I had a partial thyroidectomy 6 years ago to remove a calcified nodule on my right thyroid lobe. I had a FNA and was told it was a scale 5 and then it was down graded to a scale 4 meaning 80% cancerous although they could not be sure without it being removed and a frozen section undertaken to ascertain if it was cancerous, what type of cancer it was and the next stage of treatment. The frozen section is normally done during surgery but mine was so difficult to section it had to go for further tests and so I did not have a full thyroidectomy. I got the results 2 weeks later and was told that it was follicular variant of papillary thyroid carcernoma but contained within the lobe and so I didn't need a full thyroidectomy. However, it did trigger other health problems and caused me to have a severe underactive thyroid gland and I do not tolerate synthetic hormones. I've had a roller coaster journey since then and I'm still not well.

As regards you being told it is a papillary neoplasm they cannot be fully sure until it is removed and, neoplasm is a term used now to down grade it to a non-urgent cancer. People can live normal lives without the cancer being removed but if it is causing you problems such as pressing on your wind pipe (mine was much bigger and was causing me to choke at night because it was pressing on my wind pipe and needed removing) it is ok to watch and wait. Thyroid cancers are very slow growing, I was told that I'd had mine for 4 or more years, and so really I could have waited if I'd been given the full facts. Unfortunately, the medics have a habit of scaring patients because when the word cancer is said you immediately think that you are going to die.

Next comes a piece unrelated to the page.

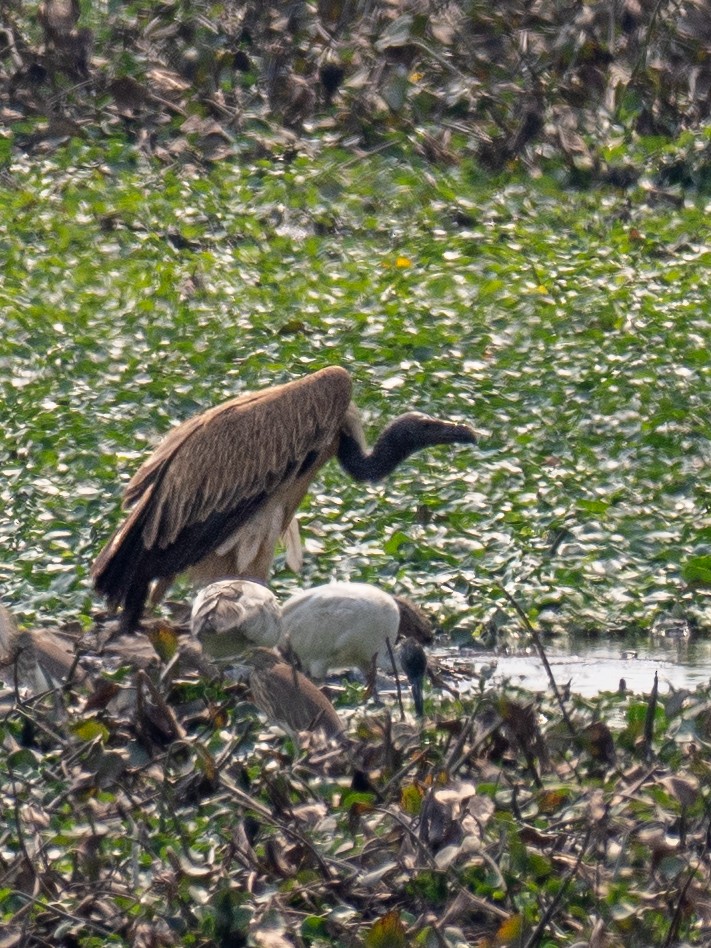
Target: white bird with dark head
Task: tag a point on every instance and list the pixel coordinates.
(222, 487)
(346, 625)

I hope you don't mind me asking but how old are you? I ask because most thyroid cancers affect younger people and sometimes if you are older it can be a different type of thyroid cancer than can be more aggressive. This cancer effects women in their 60's + and is very rare. As you have Hashimoto's am I right in assuming you are taking thyroid medication such as Levothyroxine? If so, perhaps a higher dose is needed instead of surgery. I have to take my thyroid replacement hormones to control my thyroglobulin levels so that my cancer does not grow back because I still have my left thyroid gland.

I have to sign off now but try not to worry and I don't mind you PM me should you need someone to confide in. Thyroid cancer is a lonely journey because it is so rare and there is no-one to talk to about it.

Bye for now,

TT x.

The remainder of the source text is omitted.